This commitment was made yesterday by the Administrator of Rivers State, Retired Admiral Ibok-Ete Ibas (Rtd), during a courtesy visit by the university’s Governing Council and Management team at the Government House, in Port Harcourt.

The high-level delegation was led by the Pro-Chancellor and Chairman of the Council, Professor Don Baridam and  the Vice-Chancellor, Professor Chinedu Mmom.

In his address, Administrator Ibas warmly congratulated the pioneer council and management on their appointments, describing their task as both a recognition of individual accomplishment and a historic call to duty.

“This is not just a recognition of your personal achievements but also a call to history to shape an institution that will have a profound impact on Rivers State, the Niger Delta, and indeed our country,” he stated.

The Administrator commended President Bola Ahmed Tinubu for the establishment of the specialized university in Ogoniland, describing the initiative as “timely and strategic.”

He emphasized that the university’s presence offers a critical opportunity to drive research, innovation, and community-focused solutions to the region’s pressing environmental and developmental challenges.

He further noted that the university’s core focus aligns perfectly with the priorities of his administration.“We consider this university not merely as another institution of higher learning but as a strategic partner in our collective effort to rebuild Rivers State under the ongoing state of emergency and beyond,” he affirmed.

Responding to specific requests presented by the delegation, Administrator Ibas assured the university of immediate support in critical areas essential for the its commencement.

These include the provision of operational vehicles, key facilities, and the completion of the access road to the campus, adding that other vital needs, such as perimeter fencing, refuse disposal, and the issuance of a Certificate of Occupancy, would be addressed within the framework of the state’s broader infrastructure and support programmes.

To ensure swift action, the Administrator directed the Secretary to the State Government (SSG) to work closely with the university’s Governing Council to prioritize the sequence of requests, particularly those tied to the commencement of academic activities in September 2025.

“Let me assure you that Rivers State Government will stand as a dependable partner to the Federal University of Environment and Technology.
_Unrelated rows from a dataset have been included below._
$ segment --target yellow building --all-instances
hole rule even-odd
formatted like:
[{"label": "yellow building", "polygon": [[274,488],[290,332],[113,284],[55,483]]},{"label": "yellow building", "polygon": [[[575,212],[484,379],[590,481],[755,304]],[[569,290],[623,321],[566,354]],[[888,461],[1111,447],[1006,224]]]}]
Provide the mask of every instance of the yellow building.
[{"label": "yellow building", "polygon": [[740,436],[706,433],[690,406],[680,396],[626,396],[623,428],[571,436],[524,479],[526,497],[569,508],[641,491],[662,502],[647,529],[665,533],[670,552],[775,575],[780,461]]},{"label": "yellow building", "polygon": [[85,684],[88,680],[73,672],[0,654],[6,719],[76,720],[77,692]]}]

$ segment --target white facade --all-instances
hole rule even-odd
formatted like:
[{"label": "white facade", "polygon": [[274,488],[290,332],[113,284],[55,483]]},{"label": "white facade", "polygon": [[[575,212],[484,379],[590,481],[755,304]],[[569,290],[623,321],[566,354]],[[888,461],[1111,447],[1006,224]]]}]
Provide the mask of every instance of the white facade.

We see this university as part of our long-term investment in knowledge, innovation, and the future of our youths,” he emphasized.

In his remarks, the Pro-Chancellor and Chairman of the Governing Council, Professor Don Baridam, reaffirmed the university’s commitment to academic excellence, innovation, and community development.

He disclosed that the Federal Government has directed the institution to formally commence its academic session in September 2025, adding that preparations are in full swing to ensure a smooth take-off with adequate infrastructure and resources in place.

“Today’s meeting marks the beginning of a strategic partnership between the Rivers State Government and FUET, envisioned to establish the university as a premier hub for research, innovation, and sustainable development in the Niger Delta”, he said.